August is ordinarily a slow month, but not this year, said Barbara Wanamaker, an associate broker with Douglas Elliman in Huntington. In fact, she said, it was the busiest August she's seen in 34 years in the business.

"Everybody was out buying houses," she said. "People wanted to get in before interest rates get higher."

The market was strongest in the $500,000 to $600,000 range, which attracts some first-time home buyers, and slower in the $700,000 to $900,000 range, since those buyers are still having trouble selling their current homes, she said.

The average interest rate for a 30-year fixed-rate mortgage was 4.57 percent this week, Freddie Mac reported. Rates hit a historic low of 3.31 percent in November 2012. In early May the rate was 3.35 percent.

If rates exceed 6 or 7 percent, that could discourage buyers and push prices down, especially at the lower end of the market, Wanamaker said.

Long Island's supply of homes for sale is at its lowest level in at least two years, by one measure.

It would take just under five-and-a-half months to sell all 6,988 homes listed in Nassau County at the current pace of sales, according to a Newsday analysis of data supplied by the listing service.

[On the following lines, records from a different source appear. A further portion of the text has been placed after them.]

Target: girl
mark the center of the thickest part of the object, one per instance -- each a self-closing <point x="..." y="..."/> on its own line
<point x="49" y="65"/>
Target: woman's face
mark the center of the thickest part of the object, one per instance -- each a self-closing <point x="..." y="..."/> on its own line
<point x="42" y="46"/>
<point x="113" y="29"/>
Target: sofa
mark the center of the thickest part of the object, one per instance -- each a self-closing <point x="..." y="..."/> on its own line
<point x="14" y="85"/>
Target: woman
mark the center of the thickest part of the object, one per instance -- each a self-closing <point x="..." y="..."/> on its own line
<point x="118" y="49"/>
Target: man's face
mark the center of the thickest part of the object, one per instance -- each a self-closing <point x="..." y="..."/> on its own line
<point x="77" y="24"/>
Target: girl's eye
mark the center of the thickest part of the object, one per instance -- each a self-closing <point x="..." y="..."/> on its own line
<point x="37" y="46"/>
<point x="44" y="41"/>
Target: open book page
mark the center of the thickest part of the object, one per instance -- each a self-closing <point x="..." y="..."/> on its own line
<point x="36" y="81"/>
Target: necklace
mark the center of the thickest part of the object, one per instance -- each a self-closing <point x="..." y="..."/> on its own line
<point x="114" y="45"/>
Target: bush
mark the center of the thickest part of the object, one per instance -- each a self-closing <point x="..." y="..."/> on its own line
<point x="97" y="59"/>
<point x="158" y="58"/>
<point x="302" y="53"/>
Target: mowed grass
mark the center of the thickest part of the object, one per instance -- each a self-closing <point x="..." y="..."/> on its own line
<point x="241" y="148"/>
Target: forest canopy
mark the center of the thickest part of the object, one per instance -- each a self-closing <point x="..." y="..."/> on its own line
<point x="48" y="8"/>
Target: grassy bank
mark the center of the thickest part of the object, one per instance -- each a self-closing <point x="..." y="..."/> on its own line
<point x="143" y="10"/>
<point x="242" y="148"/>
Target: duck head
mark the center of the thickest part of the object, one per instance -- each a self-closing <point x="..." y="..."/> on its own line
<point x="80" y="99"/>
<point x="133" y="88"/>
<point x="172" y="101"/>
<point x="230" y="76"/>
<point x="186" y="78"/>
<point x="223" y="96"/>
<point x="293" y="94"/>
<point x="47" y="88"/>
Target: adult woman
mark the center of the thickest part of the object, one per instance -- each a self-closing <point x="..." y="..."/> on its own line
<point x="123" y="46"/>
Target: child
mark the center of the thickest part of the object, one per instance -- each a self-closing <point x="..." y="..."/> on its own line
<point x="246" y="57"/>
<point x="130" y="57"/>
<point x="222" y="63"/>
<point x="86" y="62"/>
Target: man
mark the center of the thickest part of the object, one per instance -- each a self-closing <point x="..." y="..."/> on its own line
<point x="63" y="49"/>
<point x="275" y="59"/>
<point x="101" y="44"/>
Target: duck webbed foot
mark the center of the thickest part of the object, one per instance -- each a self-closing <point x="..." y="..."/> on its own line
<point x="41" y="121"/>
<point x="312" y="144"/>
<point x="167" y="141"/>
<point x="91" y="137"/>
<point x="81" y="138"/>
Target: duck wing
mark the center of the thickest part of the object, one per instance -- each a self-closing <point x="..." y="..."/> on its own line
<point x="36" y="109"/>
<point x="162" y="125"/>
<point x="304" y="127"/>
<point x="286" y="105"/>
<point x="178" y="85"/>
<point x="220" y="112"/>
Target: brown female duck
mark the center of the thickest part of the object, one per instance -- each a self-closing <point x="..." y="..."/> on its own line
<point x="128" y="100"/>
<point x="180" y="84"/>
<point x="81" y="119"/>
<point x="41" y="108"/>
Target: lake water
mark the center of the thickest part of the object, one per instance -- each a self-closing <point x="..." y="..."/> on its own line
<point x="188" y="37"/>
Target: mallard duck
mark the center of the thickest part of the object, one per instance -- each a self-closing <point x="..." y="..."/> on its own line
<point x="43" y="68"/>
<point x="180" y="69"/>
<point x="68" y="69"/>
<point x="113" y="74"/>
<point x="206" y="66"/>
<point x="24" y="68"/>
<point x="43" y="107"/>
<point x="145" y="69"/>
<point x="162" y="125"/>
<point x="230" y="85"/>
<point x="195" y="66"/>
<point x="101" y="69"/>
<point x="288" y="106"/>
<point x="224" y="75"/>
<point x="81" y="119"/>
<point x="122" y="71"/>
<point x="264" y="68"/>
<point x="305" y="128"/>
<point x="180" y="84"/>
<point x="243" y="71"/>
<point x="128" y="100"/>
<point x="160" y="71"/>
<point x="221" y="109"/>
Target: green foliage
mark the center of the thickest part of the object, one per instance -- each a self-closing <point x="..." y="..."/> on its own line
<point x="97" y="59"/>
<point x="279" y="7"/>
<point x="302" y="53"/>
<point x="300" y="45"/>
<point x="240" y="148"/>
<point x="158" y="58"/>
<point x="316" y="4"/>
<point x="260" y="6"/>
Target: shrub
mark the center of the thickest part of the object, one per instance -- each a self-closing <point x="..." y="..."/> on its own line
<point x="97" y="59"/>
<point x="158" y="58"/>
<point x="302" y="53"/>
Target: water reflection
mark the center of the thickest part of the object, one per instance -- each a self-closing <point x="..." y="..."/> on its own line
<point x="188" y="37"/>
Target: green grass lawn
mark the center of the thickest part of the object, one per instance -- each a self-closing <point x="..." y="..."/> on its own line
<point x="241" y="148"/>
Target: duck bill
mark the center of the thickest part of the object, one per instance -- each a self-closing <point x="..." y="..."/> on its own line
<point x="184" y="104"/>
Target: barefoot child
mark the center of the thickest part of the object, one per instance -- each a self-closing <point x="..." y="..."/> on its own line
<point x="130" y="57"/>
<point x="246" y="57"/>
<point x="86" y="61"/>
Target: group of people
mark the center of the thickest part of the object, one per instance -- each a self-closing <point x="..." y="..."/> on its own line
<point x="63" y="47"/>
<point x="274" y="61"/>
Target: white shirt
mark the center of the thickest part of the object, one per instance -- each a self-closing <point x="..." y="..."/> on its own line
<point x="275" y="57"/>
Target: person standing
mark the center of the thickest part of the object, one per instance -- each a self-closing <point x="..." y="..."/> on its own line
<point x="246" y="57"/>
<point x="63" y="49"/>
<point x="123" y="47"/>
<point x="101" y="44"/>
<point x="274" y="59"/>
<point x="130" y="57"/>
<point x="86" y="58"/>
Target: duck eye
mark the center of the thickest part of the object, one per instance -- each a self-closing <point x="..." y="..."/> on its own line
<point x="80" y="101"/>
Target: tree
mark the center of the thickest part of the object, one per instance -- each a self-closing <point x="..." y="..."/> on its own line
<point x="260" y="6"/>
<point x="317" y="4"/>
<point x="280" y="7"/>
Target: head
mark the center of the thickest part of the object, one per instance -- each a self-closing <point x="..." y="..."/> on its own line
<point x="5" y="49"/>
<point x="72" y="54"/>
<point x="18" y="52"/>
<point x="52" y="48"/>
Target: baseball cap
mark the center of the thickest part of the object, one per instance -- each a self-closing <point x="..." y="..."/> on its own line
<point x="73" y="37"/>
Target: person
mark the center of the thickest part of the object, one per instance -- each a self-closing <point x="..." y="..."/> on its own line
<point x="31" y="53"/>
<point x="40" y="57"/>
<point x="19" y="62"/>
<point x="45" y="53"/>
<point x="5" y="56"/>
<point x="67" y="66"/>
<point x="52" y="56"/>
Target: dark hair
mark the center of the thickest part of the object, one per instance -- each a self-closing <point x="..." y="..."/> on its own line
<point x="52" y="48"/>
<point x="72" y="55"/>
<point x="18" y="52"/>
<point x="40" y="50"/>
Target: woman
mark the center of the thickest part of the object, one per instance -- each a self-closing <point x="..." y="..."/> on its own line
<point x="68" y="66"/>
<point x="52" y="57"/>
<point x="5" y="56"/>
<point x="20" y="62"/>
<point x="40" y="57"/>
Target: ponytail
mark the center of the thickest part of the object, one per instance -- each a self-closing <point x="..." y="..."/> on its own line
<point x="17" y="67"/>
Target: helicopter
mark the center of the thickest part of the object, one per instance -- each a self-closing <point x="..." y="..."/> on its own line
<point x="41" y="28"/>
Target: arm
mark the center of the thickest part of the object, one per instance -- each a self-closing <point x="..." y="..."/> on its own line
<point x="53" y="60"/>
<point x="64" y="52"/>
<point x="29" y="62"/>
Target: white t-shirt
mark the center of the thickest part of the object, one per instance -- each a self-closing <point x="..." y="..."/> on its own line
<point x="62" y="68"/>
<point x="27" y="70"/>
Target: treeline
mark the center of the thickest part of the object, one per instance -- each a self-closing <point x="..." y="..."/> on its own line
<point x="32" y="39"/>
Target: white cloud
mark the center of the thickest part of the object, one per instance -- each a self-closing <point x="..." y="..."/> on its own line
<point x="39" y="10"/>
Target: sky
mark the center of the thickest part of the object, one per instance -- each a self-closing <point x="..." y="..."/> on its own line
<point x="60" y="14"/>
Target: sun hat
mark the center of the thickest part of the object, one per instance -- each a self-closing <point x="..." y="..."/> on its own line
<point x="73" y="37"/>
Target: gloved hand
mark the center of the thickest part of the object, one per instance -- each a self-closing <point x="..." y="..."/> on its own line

In Suffolk County, it would take almost eight months to sell all 10,271 homes at the current pace of sales.

By contrast, a year ago there was an almost eight-month supply in Nassau and a nearly 11-month supply in Suffolk County.

A healthy housing market has about a six- to eight-month supply, according to brokers.

As prices rise, more families are starting to list their homes on the market and shop for larger properties, said Cynthia McKenna, managing broker of Keller Williams Realty Homes & Estates in Hauppauge. "Move-up buyers are starting to move," she said. "Because of the price increases, they're either not leaving so much behind or maybe they're breaking even, so they're saying now it's time to go."

However, superstorm Sandy still casts a cloud over some areas, such as sections of Lindenhurst, where some storm-ravaged houses remain unrepaired and some homeowners have not yet decided whether to raise their homes, she said.

The damaged homes "are still sitting there because the insurance isn't giving them an answer," McKenna said.